Manusia dan Keadilan
MANUSIA DAN KEADILAN
Pengertian Keadilan, Keadilan menurut Aristoteles adalah kelayakan
dalam tindakan manusia. Kelayakan diartikan sebagai titik tengah
antara kedua ujung ekstrem yang terlalu banyak dan terlalu sedikit.
Kedua ujung ekstrem ini menyangkut dua orang atau benda. Bila kedua
orang tersebut mempunyai kesamaan dalam ukuran yang telah ditetapkan,
maka masing-masing orang harus memperoleh benda atau hasil yang sama,
kalau tidak sama, maka masing – masing orang akan menerima bagian yang
tidak sama, sedangkan pelangggaran terjadap proporsi tersebut disebut
tidak adil.
Keadilan oleh Plato diproyeksikan pada diri manusia sehingga yang
dikatakan adil adalah orang yang mengendalikan diri dan perasaannya
dikendalikan oleh akal. Socrates memproyeksikan keadilan pada
pemerintahan. Menurut Socrates, keadilan akan tercipta bilamana warga
Negara sudah merasakan bahwa pemerintah sudah melakukan tugasnya
dengan baik. Mengapa diproyeksikan kepada pemerintah ? sebab
pemerintah adalah pimpinan pokok yang menentukan dinamika masyarakat.
Kong Hu Cu berpendapat bahwa keadilan terjadi apabila anak sebagai
anak, bila ayah sebagai ayah, bila raja sebagai raja, masing-masing
telah melaksanakan kewajibannya. Pendapat ini terbatas pada
nilai-nilai tertentu yang sudah diyakini atau disepakati.

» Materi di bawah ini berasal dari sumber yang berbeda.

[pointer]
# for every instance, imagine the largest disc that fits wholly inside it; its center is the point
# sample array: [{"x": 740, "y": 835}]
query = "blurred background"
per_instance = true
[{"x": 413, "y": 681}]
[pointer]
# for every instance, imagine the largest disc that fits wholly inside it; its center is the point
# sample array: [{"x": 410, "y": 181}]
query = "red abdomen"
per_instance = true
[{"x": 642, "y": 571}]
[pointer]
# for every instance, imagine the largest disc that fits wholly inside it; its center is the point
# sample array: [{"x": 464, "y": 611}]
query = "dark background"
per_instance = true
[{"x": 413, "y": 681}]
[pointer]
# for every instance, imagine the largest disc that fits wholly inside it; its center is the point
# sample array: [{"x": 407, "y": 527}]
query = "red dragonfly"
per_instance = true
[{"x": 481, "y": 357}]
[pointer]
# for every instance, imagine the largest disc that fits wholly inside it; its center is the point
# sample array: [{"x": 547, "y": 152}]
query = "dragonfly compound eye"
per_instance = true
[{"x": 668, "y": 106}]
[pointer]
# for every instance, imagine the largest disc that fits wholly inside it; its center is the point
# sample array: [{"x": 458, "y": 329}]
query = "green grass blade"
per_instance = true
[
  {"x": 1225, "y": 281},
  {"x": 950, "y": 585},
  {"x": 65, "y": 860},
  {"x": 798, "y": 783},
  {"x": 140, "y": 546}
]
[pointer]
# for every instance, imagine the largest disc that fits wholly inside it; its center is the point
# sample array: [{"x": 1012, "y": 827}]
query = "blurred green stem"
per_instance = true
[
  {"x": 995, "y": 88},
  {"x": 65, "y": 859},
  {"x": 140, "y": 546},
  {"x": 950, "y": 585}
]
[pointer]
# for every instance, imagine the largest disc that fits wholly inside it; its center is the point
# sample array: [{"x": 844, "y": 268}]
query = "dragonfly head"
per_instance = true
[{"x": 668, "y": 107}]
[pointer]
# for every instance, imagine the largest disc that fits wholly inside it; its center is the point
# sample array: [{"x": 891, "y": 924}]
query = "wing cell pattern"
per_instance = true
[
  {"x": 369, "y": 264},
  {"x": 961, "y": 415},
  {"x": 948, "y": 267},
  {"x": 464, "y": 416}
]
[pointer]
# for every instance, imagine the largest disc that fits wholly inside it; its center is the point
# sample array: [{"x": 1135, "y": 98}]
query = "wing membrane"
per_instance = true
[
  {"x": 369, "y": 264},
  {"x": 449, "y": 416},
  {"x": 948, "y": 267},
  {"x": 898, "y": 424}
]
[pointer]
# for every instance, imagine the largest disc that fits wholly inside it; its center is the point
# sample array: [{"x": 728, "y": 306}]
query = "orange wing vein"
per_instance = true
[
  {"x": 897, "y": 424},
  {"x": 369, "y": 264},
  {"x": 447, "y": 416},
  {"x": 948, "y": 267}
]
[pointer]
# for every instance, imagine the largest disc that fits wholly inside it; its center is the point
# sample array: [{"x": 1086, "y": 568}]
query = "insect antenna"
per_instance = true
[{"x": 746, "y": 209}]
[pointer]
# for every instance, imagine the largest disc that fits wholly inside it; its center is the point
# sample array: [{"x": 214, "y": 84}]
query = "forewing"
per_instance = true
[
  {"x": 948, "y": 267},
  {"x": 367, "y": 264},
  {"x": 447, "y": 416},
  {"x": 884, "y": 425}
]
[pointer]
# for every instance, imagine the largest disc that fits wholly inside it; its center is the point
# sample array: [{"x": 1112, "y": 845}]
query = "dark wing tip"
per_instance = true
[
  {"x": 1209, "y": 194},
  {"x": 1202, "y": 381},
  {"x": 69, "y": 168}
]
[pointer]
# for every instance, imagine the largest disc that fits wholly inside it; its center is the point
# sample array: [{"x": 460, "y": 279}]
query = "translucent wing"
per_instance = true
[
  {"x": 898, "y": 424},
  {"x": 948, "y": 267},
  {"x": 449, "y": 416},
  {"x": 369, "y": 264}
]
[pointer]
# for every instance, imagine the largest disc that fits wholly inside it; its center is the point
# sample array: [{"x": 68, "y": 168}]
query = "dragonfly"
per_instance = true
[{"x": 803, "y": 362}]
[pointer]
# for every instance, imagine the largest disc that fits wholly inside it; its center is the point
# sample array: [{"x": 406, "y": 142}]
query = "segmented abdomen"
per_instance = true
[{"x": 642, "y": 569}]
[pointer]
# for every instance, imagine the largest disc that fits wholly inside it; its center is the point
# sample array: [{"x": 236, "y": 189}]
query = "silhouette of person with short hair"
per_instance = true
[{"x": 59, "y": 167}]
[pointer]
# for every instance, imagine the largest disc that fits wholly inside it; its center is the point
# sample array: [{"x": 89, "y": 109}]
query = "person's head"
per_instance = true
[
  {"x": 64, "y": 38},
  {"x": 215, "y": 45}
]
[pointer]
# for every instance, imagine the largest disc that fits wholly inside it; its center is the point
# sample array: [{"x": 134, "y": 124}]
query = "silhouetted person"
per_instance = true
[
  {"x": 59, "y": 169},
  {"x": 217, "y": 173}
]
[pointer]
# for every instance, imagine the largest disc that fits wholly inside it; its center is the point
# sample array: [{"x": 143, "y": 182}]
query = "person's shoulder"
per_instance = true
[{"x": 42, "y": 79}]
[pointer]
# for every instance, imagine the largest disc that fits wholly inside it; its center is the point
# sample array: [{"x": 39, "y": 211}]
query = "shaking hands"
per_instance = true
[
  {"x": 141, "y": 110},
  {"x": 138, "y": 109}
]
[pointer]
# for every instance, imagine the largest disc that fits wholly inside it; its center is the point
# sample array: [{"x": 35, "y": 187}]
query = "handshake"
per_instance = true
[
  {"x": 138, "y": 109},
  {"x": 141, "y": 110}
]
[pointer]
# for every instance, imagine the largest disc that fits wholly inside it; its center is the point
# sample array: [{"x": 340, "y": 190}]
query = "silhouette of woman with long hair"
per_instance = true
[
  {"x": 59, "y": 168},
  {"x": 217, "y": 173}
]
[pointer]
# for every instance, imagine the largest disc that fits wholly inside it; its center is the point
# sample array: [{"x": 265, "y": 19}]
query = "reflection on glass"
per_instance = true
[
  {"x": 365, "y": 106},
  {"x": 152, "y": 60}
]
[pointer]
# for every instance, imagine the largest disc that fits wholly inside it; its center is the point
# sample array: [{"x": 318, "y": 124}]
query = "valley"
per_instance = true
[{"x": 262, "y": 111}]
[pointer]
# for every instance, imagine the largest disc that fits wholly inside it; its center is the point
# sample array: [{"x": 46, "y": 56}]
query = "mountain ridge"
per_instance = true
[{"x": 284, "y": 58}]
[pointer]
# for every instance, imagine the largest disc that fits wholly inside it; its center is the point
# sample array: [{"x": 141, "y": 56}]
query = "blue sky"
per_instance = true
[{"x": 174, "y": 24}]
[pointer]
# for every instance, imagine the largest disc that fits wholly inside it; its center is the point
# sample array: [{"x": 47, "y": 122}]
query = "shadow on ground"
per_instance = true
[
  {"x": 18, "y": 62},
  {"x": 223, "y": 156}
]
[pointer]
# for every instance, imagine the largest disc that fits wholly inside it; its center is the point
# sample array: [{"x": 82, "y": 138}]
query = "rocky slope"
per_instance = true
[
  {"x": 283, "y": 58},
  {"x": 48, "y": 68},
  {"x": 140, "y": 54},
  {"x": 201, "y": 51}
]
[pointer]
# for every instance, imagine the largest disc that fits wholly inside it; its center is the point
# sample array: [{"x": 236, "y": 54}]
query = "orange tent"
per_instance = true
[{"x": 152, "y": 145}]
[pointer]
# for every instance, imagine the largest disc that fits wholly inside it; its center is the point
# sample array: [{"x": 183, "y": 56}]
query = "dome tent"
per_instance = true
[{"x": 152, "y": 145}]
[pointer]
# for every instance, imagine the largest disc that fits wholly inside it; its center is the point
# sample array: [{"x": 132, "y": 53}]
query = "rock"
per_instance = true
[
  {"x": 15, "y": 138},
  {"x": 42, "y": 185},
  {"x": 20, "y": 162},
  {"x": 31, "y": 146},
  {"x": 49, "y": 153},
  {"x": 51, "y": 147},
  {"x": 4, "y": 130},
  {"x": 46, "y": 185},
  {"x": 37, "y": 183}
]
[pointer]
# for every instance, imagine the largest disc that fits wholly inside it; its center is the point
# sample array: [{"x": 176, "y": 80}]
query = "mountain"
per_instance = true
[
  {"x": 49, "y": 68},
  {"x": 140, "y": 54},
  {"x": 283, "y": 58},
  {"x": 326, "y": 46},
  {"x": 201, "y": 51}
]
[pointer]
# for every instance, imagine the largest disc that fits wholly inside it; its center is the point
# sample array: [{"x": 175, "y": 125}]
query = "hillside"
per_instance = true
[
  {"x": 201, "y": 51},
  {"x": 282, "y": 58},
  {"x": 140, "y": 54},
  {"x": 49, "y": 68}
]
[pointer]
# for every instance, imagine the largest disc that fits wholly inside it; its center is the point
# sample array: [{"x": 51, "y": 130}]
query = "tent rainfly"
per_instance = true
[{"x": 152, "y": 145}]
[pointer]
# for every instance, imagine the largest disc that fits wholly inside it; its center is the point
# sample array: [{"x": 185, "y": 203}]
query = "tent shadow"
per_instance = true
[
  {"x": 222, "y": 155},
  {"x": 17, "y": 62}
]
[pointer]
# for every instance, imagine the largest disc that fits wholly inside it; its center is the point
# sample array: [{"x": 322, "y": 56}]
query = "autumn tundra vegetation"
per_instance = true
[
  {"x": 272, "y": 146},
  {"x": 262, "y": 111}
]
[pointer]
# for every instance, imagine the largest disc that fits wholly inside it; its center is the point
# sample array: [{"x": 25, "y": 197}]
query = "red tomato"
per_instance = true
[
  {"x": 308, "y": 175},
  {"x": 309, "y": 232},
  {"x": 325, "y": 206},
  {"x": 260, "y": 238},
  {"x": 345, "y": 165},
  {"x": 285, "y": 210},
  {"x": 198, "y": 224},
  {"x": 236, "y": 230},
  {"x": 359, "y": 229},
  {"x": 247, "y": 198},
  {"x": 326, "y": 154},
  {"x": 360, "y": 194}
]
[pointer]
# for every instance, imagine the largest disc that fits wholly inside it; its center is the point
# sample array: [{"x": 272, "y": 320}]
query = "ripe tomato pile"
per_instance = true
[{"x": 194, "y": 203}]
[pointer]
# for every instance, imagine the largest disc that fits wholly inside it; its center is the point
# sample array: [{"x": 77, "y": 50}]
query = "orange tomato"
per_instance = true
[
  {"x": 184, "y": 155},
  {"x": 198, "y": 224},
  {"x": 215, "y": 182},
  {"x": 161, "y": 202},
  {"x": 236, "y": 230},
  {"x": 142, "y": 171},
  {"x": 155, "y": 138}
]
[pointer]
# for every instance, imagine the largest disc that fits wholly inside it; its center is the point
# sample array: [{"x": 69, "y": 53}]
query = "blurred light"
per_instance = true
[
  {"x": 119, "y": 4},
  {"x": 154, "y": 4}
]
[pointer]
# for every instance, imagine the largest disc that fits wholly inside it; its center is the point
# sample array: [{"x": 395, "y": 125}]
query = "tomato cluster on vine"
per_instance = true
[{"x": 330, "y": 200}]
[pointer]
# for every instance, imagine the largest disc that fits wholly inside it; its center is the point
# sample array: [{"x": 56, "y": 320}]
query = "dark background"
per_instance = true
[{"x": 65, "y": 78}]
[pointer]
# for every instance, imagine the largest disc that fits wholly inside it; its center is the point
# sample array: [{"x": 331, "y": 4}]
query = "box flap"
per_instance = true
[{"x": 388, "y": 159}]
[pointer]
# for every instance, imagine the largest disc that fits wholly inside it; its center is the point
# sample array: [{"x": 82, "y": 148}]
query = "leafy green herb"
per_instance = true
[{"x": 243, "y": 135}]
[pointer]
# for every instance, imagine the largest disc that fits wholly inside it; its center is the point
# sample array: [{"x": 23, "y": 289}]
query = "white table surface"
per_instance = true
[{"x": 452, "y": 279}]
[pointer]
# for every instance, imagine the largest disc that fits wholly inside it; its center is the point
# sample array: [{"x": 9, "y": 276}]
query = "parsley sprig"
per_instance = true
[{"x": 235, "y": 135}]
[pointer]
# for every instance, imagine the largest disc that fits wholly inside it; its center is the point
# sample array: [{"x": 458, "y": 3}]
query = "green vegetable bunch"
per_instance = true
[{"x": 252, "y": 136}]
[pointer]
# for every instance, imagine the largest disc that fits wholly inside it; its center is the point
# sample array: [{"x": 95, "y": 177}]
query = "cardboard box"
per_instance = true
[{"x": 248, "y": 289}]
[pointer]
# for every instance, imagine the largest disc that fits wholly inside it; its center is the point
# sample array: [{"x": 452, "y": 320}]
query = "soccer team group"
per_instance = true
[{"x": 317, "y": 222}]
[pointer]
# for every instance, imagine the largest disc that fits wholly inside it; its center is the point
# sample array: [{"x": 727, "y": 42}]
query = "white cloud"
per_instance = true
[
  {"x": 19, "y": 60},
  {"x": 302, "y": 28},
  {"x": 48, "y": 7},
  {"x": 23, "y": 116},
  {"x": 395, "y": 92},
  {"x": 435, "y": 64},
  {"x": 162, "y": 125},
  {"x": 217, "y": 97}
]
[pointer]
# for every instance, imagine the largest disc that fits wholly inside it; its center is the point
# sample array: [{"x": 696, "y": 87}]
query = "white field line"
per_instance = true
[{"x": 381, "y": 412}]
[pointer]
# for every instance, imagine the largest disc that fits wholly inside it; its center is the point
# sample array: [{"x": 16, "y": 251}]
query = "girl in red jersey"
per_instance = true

Menurut pendapat yang lebih umum dikatakan bahwa keadilan itu adalah
pengakuan dan pelakuan yang seimbang antara hak-hak dan kewajiban.
Keadilan terletak pada keharmonisan menuntut hak dan menjalankan
kewajiban. Atau dengan kata lain, keadilan adalah keadaan bila setiap
orang memperoleh apa yang menjadi hak nya dan setiap orang memperoleh
bagian yang sama dari kekayaan bersama.
A. Pengertian Keadilan
Keadilan memberikan kebenaran, ketegasan dan suatu jalan tengah dari
berbagai persoalan juga tidak memihak kepada siapapun. Dan bagi yang
berbuat adil merupakan orang yang bijaksana.
Contoh Keadilan:
Seorang koruptor yang memakan uang rakyat. Koruptor di tangkap dan
dimasukan kepenjara selama 2 tahun tanpa ada goresan luka sedikit pun
pada wajahnya. Hal tersebut mencerminkan bahwa hakim dan jaksa di
indonesia tidak adil pada rakyat kecil yang dikarenakan mencuri dompet
mendapatkan masa kurungan lebih dari sang koruptor, padahal koruptor
lah yang mencuri uang rakyat lebih banyak dari pada pencopet itu.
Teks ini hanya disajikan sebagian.